Republican leaders also urged Lembo, Malloy and the legislature to go into the history books and revisit Public Act 91-14 — which some state officials refer to as the “muzzle bill.”
The Democrat-controlled 1991 legislature — in an accommodation to then-Gov. Lowell P. Weicker Jr. — stripped the comptroller’s ability to modify the administration’s monthly budget forecast.
This forecast is shared with bond investors, Wall Street credit-rating agencies and others that review the official financial statements of state government.
The comptroller still is free to issue non-binding comments about the budget forecast in its monthly report, but is compelled by law to certify the governor’s numbers in Connecticut’s official statements.
Fasano and Klarides questioned Monday whether it was proper to represent to the public that the comptroller has certified numbers that he is powerless to reject.
In other words, can there be mandatory independent confirmation, or is that logically impossible?
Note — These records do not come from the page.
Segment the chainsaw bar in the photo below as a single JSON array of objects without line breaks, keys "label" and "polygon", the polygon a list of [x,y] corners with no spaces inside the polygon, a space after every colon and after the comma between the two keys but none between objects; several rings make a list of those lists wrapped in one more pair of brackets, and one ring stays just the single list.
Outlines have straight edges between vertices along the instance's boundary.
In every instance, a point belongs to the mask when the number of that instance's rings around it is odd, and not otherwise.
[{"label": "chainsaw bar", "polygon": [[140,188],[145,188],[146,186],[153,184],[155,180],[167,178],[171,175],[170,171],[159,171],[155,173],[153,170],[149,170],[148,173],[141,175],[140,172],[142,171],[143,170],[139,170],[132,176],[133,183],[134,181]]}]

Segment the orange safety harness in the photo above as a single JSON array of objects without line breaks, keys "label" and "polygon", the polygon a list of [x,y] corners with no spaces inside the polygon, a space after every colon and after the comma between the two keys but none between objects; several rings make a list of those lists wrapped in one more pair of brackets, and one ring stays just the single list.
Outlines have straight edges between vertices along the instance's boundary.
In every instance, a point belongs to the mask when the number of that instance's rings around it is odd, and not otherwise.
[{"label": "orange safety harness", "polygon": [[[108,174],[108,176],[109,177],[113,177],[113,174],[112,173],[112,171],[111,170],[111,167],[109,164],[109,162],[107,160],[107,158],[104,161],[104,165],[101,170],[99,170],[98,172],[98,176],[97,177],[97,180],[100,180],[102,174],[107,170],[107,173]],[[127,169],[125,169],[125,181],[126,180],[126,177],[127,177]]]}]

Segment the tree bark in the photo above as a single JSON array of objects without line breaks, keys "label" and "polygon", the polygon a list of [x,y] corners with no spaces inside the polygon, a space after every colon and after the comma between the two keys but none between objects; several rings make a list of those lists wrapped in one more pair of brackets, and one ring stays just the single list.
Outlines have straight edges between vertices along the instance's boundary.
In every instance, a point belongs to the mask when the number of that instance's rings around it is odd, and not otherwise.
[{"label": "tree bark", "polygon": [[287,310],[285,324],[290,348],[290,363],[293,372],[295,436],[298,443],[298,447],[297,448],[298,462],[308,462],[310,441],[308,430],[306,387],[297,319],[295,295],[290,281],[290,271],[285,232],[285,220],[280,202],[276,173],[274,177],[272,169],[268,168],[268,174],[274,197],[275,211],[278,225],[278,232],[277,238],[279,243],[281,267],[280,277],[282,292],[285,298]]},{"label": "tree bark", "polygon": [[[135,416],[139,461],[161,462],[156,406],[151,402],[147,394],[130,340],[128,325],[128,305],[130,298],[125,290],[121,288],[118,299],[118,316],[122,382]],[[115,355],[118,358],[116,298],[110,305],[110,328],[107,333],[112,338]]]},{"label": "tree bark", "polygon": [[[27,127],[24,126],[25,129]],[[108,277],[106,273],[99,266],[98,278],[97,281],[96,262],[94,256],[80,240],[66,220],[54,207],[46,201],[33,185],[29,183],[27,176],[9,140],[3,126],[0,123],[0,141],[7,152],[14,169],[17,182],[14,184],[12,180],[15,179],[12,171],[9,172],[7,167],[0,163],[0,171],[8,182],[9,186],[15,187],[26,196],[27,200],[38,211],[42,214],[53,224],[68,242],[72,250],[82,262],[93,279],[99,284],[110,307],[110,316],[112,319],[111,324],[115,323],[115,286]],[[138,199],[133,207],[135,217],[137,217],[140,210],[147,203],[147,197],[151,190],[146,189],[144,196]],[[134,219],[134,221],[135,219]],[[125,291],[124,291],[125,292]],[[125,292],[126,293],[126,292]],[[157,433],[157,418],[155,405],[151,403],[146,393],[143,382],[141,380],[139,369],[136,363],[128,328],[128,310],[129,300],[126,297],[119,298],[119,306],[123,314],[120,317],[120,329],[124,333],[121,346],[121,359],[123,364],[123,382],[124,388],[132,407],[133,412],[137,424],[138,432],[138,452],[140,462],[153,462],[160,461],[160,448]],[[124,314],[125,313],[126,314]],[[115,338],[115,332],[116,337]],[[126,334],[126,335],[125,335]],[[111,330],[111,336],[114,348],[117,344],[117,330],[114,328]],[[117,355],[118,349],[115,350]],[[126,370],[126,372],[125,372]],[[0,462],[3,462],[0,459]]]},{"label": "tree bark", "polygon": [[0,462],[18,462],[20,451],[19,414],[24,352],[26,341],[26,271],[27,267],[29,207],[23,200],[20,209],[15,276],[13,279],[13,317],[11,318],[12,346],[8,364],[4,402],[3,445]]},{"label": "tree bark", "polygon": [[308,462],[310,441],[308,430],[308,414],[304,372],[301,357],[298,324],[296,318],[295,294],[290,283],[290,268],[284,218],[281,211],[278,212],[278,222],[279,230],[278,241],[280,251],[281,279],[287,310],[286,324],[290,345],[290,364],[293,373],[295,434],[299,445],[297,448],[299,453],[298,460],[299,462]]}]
“We need an honest report,” said Fasano, who said Lembo’s role in the monthly budget review process is — in large part — reduced to that of a scribe who simply transmits to the public what the governor says. “The comptroller should be given some latitude to look at these numbers and verify these numbers,” he said.
Lembo was cautious Monday in his response to this proposal.
“The timing of this discussion is certainly interesting, and probably not the most productive three weeks before an election,” he wrote in a statement. “Some of the state’s financial reporting policies have been on the books for 25 years. However, I am always open to an in-depth conversation about how the state prepares its financial reports.”
Lembo wasn’t the only Democrat who was reluctant to say much about restoring the oversight powers of the comptroller’s office.
The Malloy administration did not comment on the proposal at all.
And neither House nor Senate Democratic leadership would take a position on whether the comptroller should have to automatically certify the governor’s budget projections.
House Democratic Caucus spokesman Gabe Rosenberg would say only that “the appropriate time and place to contemplate major budgetary reporting changes is during the regular session and through the public hearing process, not in desperation, to boost flailing political campaigns, on the eve of an election.”
And Joseph added on behalf of Senate Democrats that, “That’s an issue that could be considered when the next legislature is seated.”
Democrat Bill Curry, who served one term as comptroller starting in 1991 and who was the Democratic gubernatorial nominee in 1994 and 2002, said Lembo should have the authority that was stripped from the state’s fiscal watchdog 25 years ago.
“The comptroller is the chief financial officer of the state,” Curry told The Mirror in an interview last week. And even though the comptroller still can use the bully pulpit to disagree with the governor, being required to rubber stamp the governor’s budget projections in the official statements of the state “is antithetical to the very idea of a comptroller. It ensures bad government.”